Project description:AIM:To investigate the microsatellite alterations in phenotypically normal esophageal squamous epithelium and metaplasia-dysplasia-adenocarcinoma sequence. METHODS:Forty-one specimens were obtained from esophageal cancer (EC) patients. Histopathological assessment identified 23 squamous cell carcinomas (SCC) and 18 adenocarcinomas (ADC), including only 8 ADC with Barrett esophageal columnar epithelium (metaplasia) and dysplasia adjacent to ADC. Paraffin-embedded normal squamous epithelium, Barrett esophageal columnar epithelium (metaplasia), dysplasia and esophageal tumor tissues were dissected from the surrounding tissues under microscopic guidance. DNA was extracted using proteinase K digestion buffer, and DNA was diluted at 1:100, 1:1000, 1:5000, 1:10000 and 1:50000, respectively.

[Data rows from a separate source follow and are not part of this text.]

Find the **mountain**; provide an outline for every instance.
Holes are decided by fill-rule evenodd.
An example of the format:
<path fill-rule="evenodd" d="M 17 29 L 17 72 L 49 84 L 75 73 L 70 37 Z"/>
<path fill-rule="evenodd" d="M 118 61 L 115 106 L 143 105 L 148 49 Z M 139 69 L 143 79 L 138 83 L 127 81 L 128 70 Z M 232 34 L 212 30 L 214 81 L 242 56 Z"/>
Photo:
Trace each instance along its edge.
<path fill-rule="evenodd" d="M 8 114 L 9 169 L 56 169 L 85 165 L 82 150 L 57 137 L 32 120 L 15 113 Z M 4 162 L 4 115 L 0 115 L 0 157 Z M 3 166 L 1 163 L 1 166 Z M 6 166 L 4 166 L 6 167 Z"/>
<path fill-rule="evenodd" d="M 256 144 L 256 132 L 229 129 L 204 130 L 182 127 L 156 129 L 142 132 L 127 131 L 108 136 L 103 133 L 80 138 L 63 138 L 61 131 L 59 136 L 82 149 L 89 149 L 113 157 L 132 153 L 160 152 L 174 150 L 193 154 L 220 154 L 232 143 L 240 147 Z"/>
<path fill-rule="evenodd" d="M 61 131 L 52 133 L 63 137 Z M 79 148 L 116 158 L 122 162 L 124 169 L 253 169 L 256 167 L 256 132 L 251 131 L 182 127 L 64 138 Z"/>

Seven microsatellite markers (D2S123, D3S1616, D3S1300, D5S346, D17S787, D18S58 and BATRII loci) were used in this study. Un-dilution and dilution polymerase chain reactions (PCR) were performed, and microsatellite analysis was carried out. RESULTS:No statistically significant difference was found in microsatellite instability (MSI) and loss of heterozygosity (LOH) of un-diluted DNA between SCC and ADC. The levels of MSI and LOH were high in the metaplasia-dysplasia-adenocarcinoma sequence of diluted DNA. The more the diluted DNA was, the higher the rates of MSI and LOH were at the above 7 loci, especially at D3S1616, D5S346, D2S123, D3S1300 and D18S58 loci. CONCLUSION:The sequence of metaplasia-dysplasia-adenocarcinoma is associated with microsatellite alterations, including MSI and LOH. The MSI and LOH may be the early genetic events during esophageal carcinogenesis, and genetic alterations at the D3S1616, D5S346 and D3S123 loci may play a role in the progress of microsatellite alterations.